Poussin’s Jupiter and Antiope or Venus and Satyr is virtually unknown and unseen for over a century. The great connoisseur G. F. Waagen described it as ‘an excellent picture by Nicolas Poussin’ in his Treasures of Art in Great Britain in 1854, and it was exhibited in a celebrated exhibition in Manchester three years later. It is Poussin at his most seductive and openly carnal. A nude woman reclines in the woods at the base of a tree, her arm covering her eyes. A naked horned satyr, who has stumbled upon the sleeping beauty, turns around to silence Cupid who approaches preparing to shoot Love’s dart. Most of the scene is cast in deep roseate shadows with only a single, strong ray of light illuminating the focus of inspiration and imagination, her opened legs. (fig. 1)
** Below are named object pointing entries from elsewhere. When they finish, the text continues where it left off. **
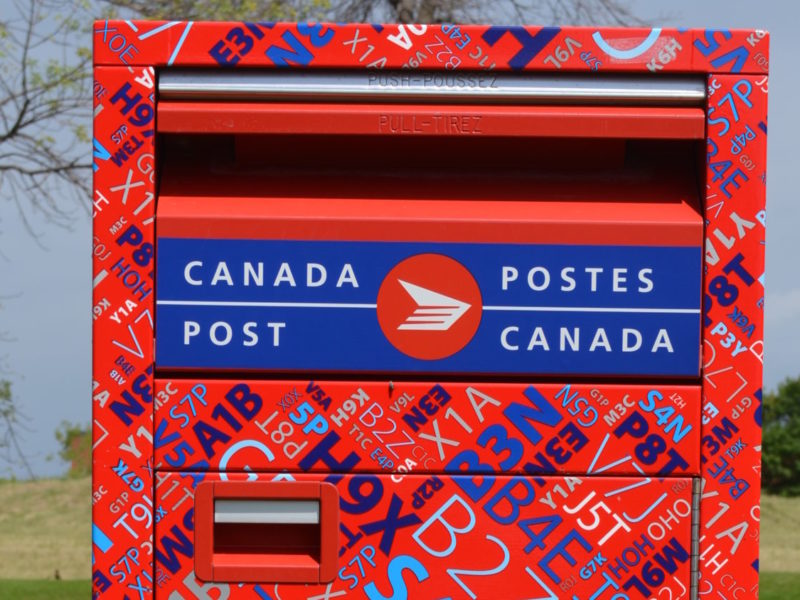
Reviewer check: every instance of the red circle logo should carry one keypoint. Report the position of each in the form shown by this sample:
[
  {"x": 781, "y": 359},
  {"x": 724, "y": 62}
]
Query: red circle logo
[{"x": 429, "y": 306}]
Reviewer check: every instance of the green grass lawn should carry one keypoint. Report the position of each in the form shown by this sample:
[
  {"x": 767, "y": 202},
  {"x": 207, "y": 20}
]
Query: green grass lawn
[
  {"x": 779, "y": 586},
  {"x": 33, "y": 589}
]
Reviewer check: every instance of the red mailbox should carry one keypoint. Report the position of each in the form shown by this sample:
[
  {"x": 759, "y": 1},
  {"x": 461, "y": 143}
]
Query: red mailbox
[{"x": 486, "y": 328}]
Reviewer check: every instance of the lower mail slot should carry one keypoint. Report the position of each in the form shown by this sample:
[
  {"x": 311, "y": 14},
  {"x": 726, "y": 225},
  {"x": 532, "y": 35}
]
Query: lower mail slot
[
  {"x": 427, "y": 427},
  {"x": 443, "y": 536},
  {"x": 266, "y": 531}
]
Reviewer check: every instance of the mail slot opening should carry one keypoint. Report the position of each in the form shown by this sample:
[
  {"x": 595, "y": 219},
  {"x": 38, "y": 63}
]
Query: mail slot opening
[
  {"x": 268, "y": 532},
  {"x": 236, "y": 156}
]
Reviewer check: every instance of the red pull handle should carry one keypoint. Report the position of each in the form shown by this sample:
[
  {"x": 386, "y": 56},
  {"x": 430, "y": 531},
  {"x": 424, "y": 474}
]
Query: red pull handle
[{"x": 432, "y": 120}]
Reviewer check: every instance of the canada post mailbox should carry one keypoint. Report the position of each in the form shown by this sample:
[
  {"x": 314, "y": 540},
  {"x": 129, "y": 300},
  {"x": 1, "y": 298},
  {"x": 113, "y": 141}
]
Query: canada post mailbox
[{"x": 449, "y": 312}]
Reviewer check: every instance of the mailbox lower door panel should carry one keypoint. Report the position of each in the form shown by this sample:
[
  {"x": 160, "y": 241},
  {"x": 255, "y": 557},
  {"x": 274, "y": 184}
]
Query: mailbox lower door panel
[{"x": 438, "y": 536}]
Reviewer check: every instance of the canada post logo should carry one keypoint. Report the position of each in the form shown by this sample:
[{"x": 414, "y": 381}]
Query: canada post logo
[{"x": 429, "y": 306}]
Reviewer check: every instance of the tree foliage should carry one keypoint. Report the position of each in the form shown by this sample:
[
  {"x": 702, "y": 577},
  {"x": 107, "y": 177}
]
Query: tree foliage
[
  {"x": 12, "y": 421},
  {"x": 75, "y": 443},
  {"x": 781, "y": 439},
  {"x": 45, "y": 105}
]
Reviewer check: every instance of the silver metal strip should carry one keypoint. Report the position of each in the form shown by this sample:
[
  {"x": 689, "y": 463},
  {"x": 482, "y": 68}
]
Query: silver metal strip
[
  {"x": 694, "y": 586},
  {"x": 429, "y": 87},
  {"x": 266, "y": 511}
]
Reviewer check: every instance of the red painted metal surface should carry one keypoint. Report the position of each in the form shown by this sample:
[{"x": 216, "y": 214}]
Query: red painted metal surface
[
  {"x": 254, "y": 553},
  {"x": 381, "y": 119},
  {"x": 579, "y": 210},
  {"x": 143, "y": 510}
]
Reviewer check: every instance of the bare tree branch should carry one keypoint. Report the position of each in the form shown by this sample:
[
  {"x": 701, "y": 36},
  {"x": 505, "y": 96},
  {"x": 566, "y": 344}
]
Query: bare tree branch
[{"x": 45, "y": 107}]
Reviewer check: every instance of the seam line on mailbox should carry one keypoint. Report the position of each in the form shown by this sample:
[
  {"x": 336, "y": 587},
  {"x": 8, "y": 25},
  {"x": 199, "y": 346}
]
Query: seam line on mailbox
[{"x": 491, "y": 308}]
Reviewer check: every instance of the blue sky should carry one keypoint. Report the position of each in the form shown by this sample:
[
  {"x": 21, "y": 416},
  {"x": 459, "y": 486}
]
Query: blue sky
[{"x": 46, "y": 294}]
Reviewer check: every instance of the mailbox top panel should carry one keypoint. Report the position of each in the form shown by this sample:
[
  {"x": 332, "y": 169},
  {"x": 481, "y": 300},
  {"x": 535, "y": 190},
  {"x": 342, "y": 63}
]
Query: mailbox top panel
[
  {"x": 436, "y": 47},
  {"x": 433, "y": 277}
]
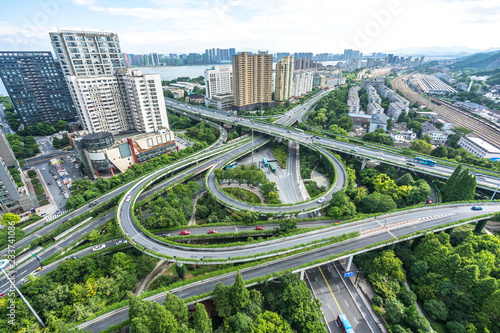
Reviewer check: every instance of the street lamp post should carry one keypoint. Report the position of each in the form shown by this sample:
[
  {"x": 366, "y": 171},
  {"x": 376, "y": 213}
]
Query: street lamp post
[{"x": 3, "y": 264}]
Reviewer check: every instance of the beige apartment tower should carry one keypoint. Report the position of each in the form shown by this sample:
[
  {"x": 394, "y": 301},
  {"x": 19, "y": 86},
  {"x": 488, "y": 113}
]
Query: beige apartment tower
[
  {"x": 284, "y": 79},
  {"x": 252, "y": 81}
]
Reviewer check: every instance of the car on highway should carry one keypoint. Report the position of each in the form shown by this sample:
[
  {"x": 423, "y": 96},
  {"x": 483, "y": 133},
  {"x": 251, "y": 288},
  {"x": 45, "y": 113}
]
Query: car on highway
[{"x": 98, "y": 247}]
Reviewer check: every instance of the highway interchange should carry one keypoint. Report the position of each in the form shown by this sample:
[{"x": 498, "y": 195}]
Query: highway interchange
[{"x": 373, "y": 231}]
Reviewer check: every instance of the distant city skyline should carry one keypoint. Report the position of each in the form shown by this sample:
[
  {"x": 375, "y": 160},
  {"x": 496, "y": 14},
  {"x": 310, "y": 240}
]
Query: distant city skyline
[{"x": 277, "y": 25}]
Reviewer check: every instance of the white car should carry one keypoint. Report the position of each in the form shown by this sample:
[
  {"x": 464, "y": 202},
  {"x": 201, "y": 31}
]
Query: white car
[{"x": 98, "y": 247}]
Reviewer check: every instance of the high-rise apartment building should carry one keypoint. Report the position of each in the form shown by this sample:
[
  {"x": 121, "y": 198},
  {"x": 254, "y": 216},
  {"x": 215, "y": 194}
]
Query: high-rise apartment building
[
  {"x": 36, "y": 86},
  {"x": 218, "y": 80},
  {"x": 284, "y": 79},
  {"x": 302, "y": 83},
  {"x": 252, "y": 80},
  {"x": 83, "y": 53},
  {"x": 125, "y": 101}
]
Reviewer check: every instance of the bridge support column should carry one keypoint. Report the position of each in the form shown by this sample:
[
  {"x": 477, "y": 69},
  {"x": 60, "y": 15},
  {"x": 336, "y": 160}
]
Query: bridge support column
[
  {"x": 480, "y": 225},
  {"x": 349, "y": 262},
  {"x": 363, "y": 164}
]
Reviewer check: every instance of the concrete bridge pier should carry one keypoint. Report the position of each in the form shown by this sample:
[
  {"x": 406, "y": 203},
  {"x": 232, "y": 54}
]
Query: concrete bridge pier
[
  {"x": 363, "y": 163},
  {"x": 480, "y": 225}
]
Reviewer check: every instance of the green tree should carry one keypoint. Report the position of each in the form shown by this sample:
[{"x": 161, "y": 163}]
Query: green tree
[
  {"x": 181, "y": 271},
  {"x": 377, "y": 203},
  {"x": 9, "y": 219},
  {"x": 461, "y": 185},
  {"x": 436, "y": 309},
  {"x": 240, "y": 296}
]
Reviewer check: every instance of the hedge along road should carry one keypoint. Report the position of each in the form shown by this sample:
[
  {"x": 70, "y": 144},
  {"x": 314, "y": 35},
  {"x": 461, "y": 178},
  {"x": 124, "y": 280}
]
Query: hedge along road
[{"x": 311, "y": 205}]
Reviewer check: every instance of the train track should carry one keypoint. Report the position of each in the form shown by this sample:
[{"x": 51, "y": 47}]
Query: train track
[{"x": 451, "y": 113}]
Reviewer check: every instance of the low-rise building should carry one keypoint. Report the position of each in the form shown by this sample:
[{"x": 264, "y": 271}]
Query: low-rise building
[
  {"x": 198, "y": 99},
  {"x": 379, "y": 120},
  {"x": 374, "y": 108},
  {"x": 433, "y": 132},
  {"x": 395, "y": 110},
  {"x": 353, "y": 99},
  {"x": 103, "y": 153},
  {"x": 480, "y": 148}
]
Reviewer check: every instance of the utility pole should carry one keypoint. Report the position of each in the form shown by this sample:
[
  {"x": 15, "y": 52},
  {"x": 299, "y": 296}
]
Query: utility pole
[{"x": 3, "y": 264}]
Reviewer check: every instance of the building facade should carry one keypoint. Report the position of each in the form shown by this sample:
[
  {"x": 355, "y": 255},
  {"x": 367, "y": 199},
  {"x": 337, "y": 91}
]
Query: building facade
[
  {"x": 302, "y": 83},
  {"x": 106, "y": 154},
  {"x": 36, "y": 86},
  {"x": 252, "y": 81},
  {"x": 85, "y": 53},
  {"x": 121, "y": 102},
  {"x": 480, "y": 148},
  {"x": 14, "y": 197},
  {"x": 284, "y": 79}
]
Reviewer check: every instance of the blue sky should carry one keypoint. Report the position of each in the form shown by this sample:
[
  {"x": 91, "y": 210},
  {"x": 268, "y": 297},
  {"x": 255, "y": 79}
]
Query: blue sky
[{"x": 180, "y": 26}]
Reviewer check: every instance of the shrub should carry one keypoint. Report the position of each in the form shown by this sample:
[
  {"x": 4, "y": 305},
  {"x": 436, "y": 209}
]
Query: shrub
[{"x": 377, "y": 300}]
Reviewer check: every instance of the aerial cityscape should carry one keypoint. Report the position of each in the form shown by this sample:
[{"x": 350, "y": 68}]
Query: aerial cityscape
[{"x": 262, "y": 167}]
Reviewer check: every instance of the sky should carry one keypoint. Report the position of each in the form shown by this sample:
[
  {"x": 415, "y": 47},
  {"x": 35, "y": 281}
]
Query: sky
[{"x": 183, "y": 26}]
Fragonard’s Young girl holding two puppies was first recorded in the collection of the king’s printer, Louis François Prault (1734-1806) and was sold at auction in Paris with its pendant on 27 November 1780. Prault owned six paintings by Fragonard, all oval and executed around 1770. Throughout the 1770s Fragonard made something of a specialty of painting beautiful, scantily clad young women fondling or playing with pet animals. This painting, in which the young girl fixes the observer firmly with her gaze while cuddling the two puppies to her flirtatiously exposed breasts, possesses a gentle and somewhat ambivalent sensuality. The work is irresistibly characterised by the fluent brushwork, a dancing sense of movement and the opalescent colouring that Fragonard had fully mastered by this time. (fig. 2)

Painted at the height of Courbet’s artistic powers, Femme nue belongs to the series of major, and at the time, controversial nude paintings he executed in 1865-66, including Femme au perroquet, now in the Metropolitan Museum of Art, New York, for which Femme nue is a finished and signed study; Le Sommeil in the Musée du Petit Palais, Paris; and, most famously, L’Origine du monde in the Musée d’Orsay, Paris. Femme nue, the last great Courbet nude from this period still in private hands, was painted at the moment when his superb portraits and sensual, life-size paintings of nudes were finally beginning to win popular success. Eccentrically posed, with her head thrown back and her wavy brown hair spilling over the lower corner of the composition, the young model has an extraordinary physical presence. Heightened by Courbet’s dramatic lighting and his flair for rendering human flesh, the girl’s half smile, faint blush and Siren pose seduce the observer. The model was almost certainly Jo Hifferman, a young Irish girl who was the model and mistress of the American-born British-based artist James Abbott McNeill Whistler (1834-1903), whose beauty and thick, wavy and lustrous red hair Courbet greatly admired. (fig. 3)

These three captivating paintings will undoubtedly be an alluring attraction to Paris Tableau, a new event which promises to be an important addition to the vibrant art scene this autumn.